The film starts out with Cynthia (Sidse Babett Knudsen), a seemingly aristocratic woman, in her home surrounded by furniture made of dark wood, piles of worn books, and preserved butterflies. She is soon joined by Evelyn (Chiara D’Anna), a slightly younger woman whose role seems to be as one of Cynthia’s assistant/maid/gardener/and sexual companion. Yes, this isn’t a typical employer–employee relationship; rather, we are to discover this is a delicate and desired mistress–servant relationship. The sexual tension is quick to build, so we assume this isn’t the ladies’ first encounter, but we are left to wonder if this is a twisted, abusive relationship, or a giant role playing facade?
Over the course of the film, they incorporate lingerie, face-sitting, and bondage into their role-play, and the more physical it gets, the more we see Cynthia struggling with her relationship with Evelyn.

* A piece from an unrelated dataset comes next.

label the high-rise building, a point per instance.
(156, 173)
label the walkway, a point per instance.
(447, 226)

The existence of butterflies is a giant thread that runs throughout the film (the “Duke of Burgundy” quite literally being the name of a type of butterfly), the importance being that it is both ladies’ passions and areas of study. The beautiful creatures are displayed by the hundreds in Cynthia’s house- hung on thin pins in glass shadow boxes (one of Eveyln’s “chores” is to dust the delicate collection). An obvious, but true, correlation is the similarity between Cynthia and these butterflies; Both are strong, independent and beautiful, yet extremely fragile. Despite her tough outward demeanor as a sado-masochistic leader, Cynthia shows weakness and uncertainty in her eyes as their relationship gets more intense. Over the course of the film, they incorporate lingerie, face-sitting, and bondage into their role-play, and the more physical it gets, the more we see Cynthia struggling with her relationship with Evelyn. She is not happy, but her unhappiness unfazes Evelyn, who seemingly gets off even more by Cynthia’s nonchalance, ultimately leading to an emotional and physical breaking point.
Writer and director Peter Strickland certainly had a vision for The Duke of Burgundy, his keen eye towards building tension and holding suspense is successfully put to use here. Cinematically, the colors and texture of each scene act as a supporting character. It gives off a fantastically haunting vibe that mirror the characters on screen. The music, performed by Cat’s Eyes, sounds like a daydream of multi-instrumental, atmospheric pop similar to my favorite rock outfit, Beach House. All of the above give this film a stylized look that Andy Warhol would have been a fan of.
What makes The Duke of Burgundy so great is that the entire movie is a slow reveal; no piece of information is given away too quickly. We learn more about Cynthia and Evelyn as the film develops, making it extremely engaging and which keeps us excitedly guessing as to what will happen next. It is an erotic mystery drama, a genre that I believe Strickland created himself, and which he executes well. With the upcoming release of 50 Shades of Grey, audiences are becoming more open to the idea of seeing such a taboo subject on screen, but unlike 50 Shades, this outrageous S&M material is about two women disguised as proper and sophisticated lepidopterists whose groundbreaking and exploratory relationship makes for an unconventional piece of genre-bending film.
The Duke of Burgundy opens at Landmark’s Nuart Theatre in West LA and IFC Center in New York on Friday.